We love playing trivia in my math classes.
I hope you’ll steal my trivia format because it’s proven a great balance between fun and problem solving that lasts the whole period. The format is loosely modeled on Team Trivia, which you may have played at a local eatery. While I’ve designed time pressure, it’s not about answering the question first (which removes incentive for everyone else).
The trickiest part to Waterfall Trivia was developing a sense of problem-solving urgency. My solution was an auto-scrolling series of questions that come at the students in rounds of three to five questions. I explain below how to generate an auto-scrolling set of Waterfall Trivia questions.
Where’s the Teaching?
I use time between rounds to review especially tricky problems (often those that more than half the students get wrong). In addition, I keep the answer slips to identify groups of students who need remediation (and on what kinds of problems they need the work).
What Do the Winners Win?
In my games, the winning team usually wins candy, pencils, or a couple bonus points on the upcoming test. A broad spectrum of students will compete hardest for the bonus points.

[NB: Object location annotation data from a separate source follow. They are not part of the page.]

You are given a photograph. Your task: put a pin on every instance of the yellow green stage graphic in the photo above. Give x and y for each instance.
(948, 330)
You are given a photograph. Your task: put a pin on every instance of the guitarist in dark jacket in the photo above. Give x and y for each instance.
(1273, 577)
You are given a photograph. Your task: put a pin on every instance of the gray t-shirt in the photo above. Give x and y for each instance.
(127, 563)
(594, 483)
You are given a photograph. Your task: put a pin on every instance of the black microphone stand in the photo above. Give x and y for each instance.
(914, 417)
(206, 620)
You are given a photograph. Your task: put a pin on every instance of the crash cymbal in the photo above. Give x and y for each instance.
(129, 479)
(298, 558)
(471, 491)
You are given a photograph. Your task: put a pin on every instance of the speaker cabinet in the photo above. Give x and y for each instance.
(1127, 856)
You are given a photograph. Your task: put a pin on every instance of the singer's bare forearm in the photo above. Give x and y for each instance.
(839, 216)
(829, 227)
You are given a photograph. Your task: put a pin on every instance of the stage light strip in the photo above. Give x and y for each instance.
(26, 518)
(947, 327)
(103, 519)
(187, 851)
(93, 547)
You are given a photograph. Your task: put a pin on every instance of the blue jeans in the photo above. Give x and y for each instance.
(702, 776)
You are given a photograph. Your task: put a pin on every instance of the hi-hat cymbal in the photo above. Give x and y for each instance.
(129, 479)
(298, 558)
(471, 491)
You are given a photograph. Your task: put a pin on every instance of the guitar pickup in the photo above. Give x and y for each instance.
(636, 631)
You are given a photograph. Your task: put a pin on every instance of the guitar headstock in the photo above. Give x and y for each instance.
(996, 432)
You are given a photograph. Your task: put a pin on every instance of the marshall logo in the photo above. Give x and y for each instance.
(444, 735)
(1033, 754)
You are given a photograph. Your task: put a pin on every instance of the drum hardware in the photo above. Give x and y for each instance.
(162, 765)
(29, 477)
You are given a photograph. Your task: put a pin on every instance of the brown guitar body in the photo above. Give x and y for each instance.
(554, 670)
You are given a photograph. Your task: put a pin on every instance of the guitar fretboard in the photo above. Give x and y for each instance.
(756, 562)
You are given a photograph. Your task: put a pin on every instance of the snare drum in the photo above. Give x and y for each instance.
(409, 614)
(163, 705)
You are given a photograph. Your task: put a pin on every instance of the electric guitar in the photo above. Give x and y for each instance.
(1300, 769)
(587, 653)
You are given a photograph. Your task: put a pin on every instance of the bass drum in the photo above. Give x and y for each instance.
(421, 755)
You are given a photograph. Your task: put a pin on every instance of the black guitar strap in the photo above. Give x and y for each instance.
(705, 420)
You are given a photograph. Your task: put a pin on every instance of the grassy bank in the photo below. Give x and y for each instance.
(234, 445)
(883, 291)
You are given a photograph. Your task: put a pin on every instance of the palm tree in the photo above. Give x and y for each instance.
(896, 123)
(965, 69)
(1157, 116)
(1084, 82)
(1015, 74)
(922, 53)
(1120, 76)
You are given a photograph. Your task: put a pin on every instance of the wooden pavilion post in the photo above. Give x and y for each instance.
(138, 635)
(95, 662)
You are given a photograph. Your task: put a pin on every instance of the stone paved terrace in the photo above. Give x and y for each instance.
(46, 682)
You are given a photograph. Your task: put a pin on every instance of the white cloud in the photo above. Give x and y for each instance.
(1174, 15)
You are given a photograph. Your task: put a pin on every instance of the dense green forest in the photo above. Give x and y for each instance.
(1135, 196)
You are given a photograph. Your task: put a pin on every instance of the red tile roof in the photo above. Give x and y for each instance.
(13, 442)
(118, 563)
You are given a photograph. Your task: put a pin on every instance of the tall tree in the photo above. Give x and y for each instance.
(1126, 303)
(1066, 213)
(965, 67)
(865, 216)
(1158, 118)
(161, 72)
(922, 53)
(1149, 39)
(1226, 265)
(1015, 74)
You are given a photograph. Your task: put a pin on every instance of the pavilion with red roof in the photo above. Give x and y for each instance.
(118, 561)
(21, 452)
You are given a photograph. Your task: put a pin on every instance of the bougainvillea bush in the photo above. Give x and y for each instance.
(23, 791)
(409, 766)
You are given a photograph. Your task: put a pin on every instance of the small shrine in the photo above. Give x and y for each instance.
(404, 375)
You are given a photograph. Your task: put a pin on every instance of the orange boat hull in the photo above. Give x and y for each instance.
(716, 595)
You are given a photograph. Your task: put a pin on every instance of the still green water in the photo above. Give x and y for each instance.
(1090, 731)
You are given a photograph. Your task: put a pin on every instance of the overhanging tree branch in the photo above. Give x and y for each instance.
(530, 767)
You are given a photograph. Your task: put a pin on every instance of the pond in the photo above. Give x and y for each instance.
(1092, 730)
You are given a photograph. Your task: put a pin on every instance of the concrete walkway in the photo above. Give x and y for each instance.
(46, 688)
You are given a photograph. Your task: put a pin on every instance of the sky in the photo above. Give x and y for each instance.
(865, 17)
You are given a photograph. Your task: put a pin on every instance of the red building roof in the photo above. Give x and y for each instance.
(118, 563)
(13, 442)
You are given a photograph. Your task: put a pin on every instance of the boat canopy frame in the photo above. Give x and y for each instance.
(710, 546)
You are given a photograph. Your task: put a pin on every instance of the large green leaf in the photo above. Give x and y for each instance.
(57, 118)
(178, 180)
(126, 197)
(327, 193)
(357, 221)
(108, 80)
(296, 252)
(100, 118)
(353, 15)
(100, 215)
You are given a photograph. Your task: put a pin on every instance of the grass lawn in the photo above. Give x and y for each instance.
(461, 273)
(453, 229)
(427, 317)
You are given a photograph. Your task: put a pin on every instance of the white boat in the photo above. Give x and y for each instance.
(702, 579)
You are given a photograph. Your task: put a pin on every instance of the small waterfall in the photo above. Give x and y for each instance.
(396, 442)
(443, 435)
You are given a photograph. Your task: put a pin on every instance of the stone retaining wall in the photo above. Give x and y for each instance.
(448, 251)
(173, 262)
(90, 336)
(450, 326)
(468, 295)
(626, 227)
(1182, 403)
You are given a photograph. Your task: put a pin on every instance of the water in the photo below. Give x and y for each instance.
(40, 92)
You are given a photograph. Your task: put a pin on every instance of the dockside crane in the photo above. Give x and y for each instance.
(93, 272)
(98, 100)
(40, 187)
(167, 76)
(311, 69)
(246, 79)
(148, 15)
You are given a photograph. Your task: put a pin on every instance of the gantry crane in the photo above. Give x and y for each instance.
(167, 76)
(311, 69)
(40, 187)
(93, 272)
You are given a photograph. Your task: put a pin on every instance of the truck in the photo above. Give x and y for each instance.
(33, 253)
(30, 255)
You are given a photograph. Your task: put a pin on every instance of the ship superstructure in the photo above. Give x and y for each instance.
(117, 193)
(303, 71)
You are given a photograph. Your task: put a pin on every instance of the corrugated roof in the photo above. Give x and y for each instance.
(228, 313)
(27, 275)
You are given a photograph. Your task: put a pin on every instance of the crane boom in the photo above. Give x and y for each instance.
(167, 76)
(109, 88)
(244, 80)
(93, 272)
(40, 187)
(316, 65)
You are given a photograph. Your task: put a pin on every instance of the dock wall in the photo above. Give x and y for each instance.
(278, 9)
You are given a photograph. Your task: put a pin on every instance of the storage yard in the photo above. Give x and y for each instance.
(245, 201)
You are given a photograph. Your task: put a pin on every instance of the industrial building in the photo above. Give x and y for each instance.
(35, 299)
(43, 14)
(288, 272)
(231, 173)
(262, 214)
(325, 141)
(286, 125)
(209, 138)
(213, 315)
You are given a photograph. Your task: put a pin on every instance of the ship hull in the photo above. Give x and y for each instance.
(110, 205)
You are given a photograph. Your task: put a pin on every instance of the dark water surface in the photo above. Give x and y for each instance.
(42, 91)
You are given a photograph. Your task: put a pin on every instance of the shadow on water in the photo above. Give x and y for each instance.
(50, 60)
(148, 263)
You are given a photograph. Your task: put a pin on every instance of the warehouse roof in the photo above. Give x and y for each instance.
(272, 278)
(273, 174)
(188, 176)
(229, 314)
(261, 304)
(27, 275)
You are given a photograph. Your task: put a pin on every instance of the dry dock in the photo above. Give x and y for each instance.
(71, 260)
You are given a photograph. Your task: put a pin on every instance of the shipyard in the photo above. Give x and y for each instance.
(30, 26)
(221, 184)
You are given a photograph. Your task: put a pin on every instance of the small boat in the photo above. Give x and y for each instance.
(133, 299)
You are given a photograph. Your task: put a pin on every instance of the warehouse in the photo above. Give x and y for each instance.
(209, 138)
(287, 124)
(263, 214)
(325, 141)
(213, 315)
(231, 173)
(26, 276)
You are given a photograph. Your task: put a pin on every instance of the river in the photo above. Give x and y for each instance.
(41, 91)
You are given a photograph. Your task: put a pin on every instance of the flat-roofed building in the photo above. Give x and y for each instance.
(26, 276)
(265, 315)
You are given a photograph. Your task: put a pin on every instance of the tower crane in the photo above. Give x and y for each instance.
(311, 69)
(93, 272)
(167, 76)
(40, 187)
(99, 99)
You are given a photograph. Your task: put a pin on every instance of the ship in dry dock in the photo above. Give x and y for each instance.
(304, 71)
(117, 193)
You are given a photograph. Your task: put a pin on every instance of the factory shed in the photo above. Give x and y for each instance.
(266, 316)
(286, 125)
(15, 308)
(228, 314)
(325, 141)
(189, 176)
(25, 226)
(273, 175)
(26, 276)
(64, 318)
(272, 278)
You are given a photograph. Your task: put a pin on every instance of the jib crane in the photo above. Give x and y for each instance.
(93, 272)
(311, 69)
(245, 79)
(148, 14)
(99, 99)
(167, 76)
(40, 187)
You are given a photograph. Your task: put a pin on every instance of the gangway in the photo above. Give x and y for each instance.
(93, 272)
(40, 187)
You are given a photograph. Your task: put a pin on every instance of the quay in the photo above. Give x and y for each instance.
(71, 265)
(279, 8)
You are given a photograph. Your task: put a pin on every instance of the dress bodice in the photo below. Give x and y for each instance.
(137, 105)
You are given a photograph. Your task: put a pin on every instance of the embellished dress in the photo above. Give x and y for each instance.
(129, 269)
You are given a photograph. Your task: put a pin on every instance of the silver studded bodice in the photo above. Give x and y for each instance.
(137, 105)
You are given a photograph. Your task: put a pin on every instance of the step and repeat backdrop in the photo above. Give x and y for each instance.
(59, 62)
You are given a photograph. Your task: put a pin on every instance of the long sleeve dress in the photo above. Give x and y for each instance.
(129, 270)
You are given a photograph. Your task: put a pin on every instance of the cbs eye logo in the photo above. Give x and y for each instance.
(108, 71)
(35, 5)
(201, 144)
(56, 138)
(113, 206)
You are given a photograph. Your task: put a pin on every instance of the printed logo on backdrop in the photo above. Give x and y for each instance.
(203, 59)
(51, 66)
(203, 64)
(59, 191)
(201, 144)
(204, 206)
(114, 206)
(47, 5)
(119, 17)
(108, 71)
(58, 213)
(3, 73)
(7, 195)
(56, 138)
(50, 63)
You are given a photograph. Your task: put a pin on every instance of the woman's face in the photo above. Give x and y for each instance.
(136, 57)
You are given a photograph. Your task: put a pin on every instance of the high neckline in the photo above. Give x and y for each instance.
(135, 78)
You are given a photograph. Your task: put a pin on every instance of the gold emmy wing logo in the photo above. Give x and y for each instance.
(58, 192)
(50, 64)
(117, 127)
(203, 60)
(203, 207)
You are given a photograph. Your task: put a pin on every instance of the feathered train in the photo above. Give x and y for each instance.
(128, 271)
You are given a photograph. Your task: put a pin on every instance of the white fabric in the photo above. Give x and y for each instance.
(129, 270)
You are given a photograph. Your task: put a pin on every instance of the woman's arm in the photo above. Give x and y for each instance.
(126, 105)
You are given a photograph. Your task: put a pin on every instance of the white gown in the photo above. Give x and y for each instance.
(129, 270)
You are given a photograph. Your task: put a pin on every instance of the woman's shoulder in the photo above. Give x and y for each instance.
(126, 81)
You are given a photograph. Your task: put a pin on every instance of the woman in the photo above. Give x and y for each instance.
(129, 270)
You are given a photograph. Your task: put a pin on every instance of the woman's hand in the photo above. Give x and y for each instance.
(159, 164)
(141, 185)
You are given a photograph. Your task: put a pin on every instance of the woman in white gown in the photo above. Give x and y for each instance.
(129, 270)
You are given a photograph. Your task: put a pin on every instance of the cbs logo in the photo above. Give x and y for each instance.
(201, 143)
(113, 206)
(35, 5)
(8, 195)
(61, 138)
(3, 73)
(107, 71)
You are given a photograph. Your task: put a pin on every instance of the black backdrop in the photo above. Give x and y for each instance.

I usually play music from Pandora.com during the rounds. If you can stand it, the Classic Hip Hop station is quite entertaining.
Setting Up Waterfall Trivia
- Set up your questions in a Powerpoint file (a sample is here).
- Export the Powerpoint file to a PDF file.
- Open the PDF in Adobe Reader.
- From the View menu, choose Reading Mode to eliminate clutter.
- From the View menu, choose Automatically Scroll.
- Adjust scrolling speed with up and down arrow keys.
Voila! A trivia game that paces itself. Sit back, collect answer slips, tally scores, and explain solutions.
[Update: Fall 2012] Collected Waterfall Trivia Sets
This is cool and creative! I didn’t know you could set Acrobat Reader to auto-scroll. Thank you for sharing.
Do you pause the scrolling before it shows the answers to collect the slips? Or is it up to them to turn in the slip before the answers appear?
Thank you! Yes, I stop the answers before they show up. The next time, I’ll probably have a blank slide after the last question – often kids had time to steal the first answer from me before I turned the projector off!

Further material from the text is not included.